Repealing all their legislation then adding it back woth a section 33 disclaimer seems to me to be an attempt to skirt wide swaths of the charter.

I guess I’m not seeing how that justifies anything.

The first section of the Constitution requires any decision to be justified by “reasonable limits”. This has, to my non-legal mind, seemed to result in robust debate and generally acceptable decisions even when there have been violations of other clauses. Perhaps it is enough in itself.

I can understand that to gain contentious agreement of the Charter when it was first proposed, some sort of sober second thought or escape valve was seen as desirable by many provincial premiers. However, as the Coyne article points out, the purpose of recent frequent use of notwithstanding has not been to disagree with court decisions governments did not like, but to avoid the whole process of public debate and judicial scrutiny for reasons which are often purely political and partisan. This is a weak reason to trample the rights of others, and is essentially turning our back on national values which many people admire and which have served the country well.

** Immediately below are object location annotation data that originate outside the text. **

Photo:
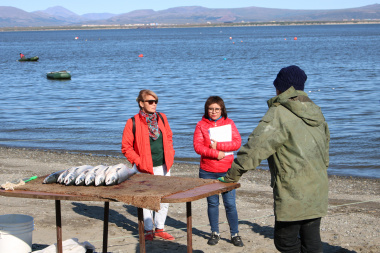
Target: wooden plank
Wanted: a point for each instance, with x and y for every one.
(200, 192)
(49, 195)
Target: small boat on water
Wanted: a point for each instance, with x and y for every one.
(35, 58)
(63, 74)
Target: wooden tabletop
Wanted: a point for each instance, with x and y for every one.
(184, 196)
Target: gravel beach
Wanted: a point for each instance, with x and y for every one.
(352, 223)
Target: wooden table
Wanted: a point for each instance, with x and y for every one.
(185, 196)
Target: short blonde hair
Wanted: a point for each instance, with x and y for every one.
(143, 94)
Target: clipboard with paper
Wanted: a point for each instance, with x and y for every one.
(221, 134)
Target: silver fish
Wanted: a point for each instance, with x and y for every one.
(70, 178)
(118, 174)
(91, 175)
(101, 176)
(53, 177)
(82, 176)
(62, 176)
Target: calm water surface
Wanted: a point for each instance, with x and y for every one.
(185, 66)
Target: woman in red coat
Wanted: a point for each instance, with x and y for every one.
(147, 144)
(215, 139)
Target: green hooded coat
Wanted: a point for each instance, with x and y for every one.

I shudder to think what would happen in the US if state and federal governments had the to pass “temporary” laws not withstanding the Bill of Rights & relevant amendments. Admittedly it would be amusing to watch Republicans react to Blue states passing laws notwithstanding the 2nd Amendment.

That is precisely what they envisioned, because that is precisely why it exists. That’s its explicit purpose. Why the hell else would it be in there?

If that were the case, the section’s use would be limited in some way beyond the five year sunset.

The horses left the barn on this issue in 1982. The Canadian Civil Liberties Association, to their enormous discredit, was fine with it at the time.

We aren’t accustomed to its use in Ontario because it just hasn’t been used much, but it’s inevitable it would be. It’s as much a part of the Constitution as any other part; it is perfectly Constitutional to use it. You only have the freedom of association until a government legislates it away with s.33.

I don’t think it was seen it would be used so frequently for relatively trivial reasons. I think it was included to get the agreement at all, and it was hoped that it might never be used because of public concern and media attention, which lessens every time it actually is used. Has it ever been used for something highly worthwhile?

Of course, you are right in that it is explicitly there to be used or misused according to one’s views. But there was perhaps a time when things like conscience or good faith may have supervened.